I log my daily nutritional intake often, and I try to plan my meals/snacks. But during the summer months, as I’m not teaching at school, I tend to get somewhat lax, even while logging. Part of the problem, besides not having a strict schedule to depend on and plan meals/snacks around, was not having an effective logging system. I had created a basic log sheet that covered an entire week. Little boxes to write in what I ate, but no space to log calories and all the extra info that is necessary if one wants to achieve their goals. With the week-on-one-page system, I had no idea how many calories I was taking in during a day, nor did I really have a clue as to where those calories were coming from.

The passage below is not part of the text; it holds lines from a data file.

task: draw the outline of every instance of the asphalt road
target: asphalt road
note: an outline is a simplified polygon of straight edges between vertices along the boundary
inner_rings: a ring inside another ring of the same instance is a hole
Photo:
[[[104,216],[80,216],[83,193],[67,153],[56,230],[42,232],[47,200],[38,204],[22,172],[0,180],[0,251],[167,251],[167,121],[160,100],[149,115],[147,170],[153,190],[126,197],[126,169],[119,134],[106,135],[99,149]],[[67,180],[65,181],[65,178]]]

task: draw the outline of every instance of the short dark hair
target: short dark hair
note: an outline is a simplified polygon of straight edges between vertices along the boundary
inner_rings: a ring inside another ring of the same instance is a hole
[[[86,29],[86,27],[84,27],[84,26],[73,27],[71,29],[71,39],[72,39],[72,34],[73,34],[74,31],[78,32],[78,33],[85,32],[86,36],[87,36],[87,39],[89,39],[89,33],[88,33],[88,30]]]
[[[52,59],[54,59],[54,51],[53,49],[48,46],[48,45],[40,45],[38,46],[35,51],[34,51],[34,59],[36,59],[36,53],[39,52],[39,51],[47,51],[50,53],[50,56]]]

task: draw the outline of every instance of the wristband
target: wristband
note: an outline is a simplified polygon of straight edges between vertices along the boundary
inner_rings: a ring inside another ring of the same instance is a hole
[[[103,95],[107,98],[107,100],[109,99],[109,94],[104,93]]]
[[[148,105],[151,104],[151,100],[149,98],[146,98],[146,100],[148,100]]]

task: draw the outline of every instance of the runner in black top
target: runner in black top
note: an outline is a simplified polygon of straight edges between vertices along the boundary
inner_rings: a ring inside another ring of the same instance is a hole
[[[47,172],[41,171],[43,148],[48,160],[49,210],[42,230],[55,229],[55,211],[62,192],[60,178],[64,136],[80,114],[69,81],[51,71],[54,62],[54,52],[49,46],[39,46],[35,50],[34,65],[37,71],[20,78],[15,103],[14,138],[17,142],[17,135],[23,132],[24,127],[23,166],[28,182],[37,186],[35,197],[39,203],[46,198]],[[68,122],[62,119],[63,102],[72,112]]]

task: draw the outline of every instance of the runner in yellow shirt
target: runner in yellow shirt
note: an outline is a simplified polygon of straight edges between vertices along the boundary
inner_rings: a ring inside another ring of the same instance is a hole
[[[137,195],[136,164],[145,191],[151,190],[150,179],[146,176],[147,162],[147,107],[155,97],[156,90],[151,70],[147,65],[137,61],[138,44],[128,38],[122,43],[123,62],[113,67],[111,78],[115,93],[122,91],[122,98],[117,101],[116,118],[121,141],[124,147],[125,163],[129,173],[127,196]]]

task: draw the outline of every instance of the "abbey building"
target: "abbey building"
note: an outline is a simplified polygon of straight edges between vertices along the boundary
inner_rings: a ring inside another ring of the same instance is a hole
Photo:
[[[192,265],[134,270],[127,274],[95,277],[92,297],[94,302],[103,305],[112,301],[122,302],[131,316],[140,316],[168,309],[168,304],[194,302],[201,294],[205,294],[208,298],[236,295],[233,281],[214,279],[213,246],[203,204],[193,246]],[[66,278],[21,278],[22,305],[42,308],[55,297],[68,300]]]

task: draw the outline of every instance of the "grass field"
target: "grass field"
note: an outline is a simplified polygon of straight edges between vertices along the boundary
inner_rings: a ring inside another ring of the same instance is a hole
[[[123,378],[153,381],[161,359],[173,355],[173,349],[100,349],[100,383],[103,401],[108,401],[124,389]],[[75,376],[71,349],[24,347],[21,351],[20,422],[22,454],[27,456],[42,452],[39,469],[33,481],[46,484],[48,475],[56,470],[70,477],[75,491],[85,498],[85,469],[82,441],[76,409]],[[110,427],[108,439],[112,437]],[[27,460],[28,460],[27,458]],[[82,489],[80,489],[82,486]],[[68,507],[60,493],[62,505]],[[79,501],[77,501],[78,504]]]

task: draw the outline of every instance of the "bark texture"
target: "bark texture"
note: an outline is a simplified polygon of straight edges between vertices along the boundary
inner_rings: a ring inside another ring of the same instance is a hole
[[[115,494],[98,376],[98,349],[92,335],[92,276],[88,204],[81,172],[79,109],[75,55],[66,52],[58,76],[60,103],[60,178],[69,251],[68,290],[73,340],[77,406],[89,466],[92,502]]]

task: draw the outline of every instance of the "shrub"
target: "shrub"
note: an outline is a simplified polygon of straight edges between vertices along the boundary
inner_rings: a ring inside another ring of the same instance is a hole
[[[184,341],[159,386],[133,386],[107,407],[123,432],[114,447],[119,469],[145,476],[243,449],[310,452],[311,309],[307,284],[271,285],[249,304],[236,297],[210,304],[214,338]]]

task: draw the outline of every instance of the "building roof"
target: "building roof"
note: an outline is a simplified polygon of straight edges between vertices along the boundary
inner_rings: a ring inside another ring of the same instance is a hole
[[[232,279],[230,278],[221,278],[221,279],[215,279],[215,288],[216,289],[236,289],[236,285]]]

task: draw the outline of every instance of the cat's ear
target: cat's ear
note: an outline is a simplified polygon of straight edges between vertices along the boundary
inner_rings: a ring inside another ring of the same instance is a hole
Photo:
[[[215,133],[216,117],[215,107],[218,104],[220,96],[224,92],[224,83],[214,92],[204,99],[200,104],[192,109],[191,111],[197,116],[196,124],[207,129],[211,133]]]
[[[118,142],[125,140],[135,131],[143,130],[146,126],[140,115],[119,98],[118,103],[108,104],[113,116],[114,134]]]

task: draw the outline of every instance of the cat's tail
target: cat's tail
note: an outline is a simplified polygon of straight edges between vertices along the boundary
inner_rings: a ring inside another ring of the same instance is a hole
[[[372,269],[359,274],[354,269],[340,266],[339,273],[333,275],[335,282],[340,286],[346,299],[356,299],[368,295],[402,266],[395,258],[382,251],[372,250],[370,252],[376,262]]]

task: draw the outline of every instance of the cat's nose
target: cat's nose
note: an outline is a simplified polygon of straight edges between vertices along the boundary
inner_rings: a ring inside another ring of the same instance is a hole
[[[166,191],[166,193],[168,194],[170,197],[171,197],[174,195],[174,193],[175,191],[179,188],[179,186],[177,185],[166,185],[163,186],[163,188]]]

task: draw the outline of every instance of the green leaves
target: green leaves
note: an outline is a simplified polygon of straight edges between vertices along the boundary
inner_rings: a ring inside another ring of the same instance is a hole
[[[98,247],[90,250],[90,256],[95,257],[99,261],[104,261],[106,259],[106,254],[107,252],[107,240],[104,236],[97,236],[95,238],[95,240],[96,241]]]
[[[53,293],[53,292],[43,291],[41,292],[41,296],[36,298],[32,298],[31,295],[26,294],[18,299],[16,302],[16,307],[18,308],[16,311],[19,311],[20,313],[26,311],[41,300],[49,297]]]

So a friend of mine showed me a nutritional log like I have never seen before. It’s a printed log, published by MemoryMinder Journals. It’s called DietMinder. The website is http://www.dietminder.com/”>www.dietminder.com</a> if you’re interested in looking at the journal or buying one. They’re very reasonably priced for what you get.

The DietMinder has one day split over two pages in a half-size spiral notebook. Lots of room to write in what I eat, when I eat, and also count calories, fat, prot, carbs, fiber, and two other items of my choice (I chose to look at cholesterol today). There’s boxes for totals after each meal/snack. The best part of the log is that each day is split into SIX MEALS/SNACKS, which is what everyone should be eating! Awesome! That’s just the daily log portion.

There’s a spot in the front for me to log my personal goals and write down measurements. Typically, the book lasts for 3-months, if you log daily. So the personal goal should last about three months, though there’s a place for further goals if you need them. Once your goals and targets are set, you can track your progress every day in the "Grand Totals" section of the log.

Added is a small section to add what physical activity I do every day. I’ve ordered the BodyMinder exercise log from them, and it will be arriving within a week or so. It looks really good, too. Better than what I’ve been using. But for now, I’m just logging what I do. For instance, I swam today for about 20 minutes, so that’s what I wrote in the log.

WOW! After just ONE DAY this has been such an eye opener for me!!!!!! I’m learning so much about my diet and overall nutrition. Now don’t get me wrong, as a personal trainer, I know about dieting, I know what proper nutrition is, and I’ve tried to practice it. But I’ll be honest, my system of logging was inadequate, and I had allowed myself to slide back into the "cheater" valley. This new log I think will really help me organize, plan, and execute a much better nutritional program than what I had.

I’m tired of eating poorly and not achieving the fitness/health goals that I want to achieve. I know this will take more time, but if I want to achieve my goals, and remain healthy, and be a model for others at the gym, I MUST DO THIS! So please, feel free to prod me along. Ask me how I’m doing, criticize my daily intake (I’ll log some of them on here), and feel free to provide me with suggestions/alternatives that you have/use.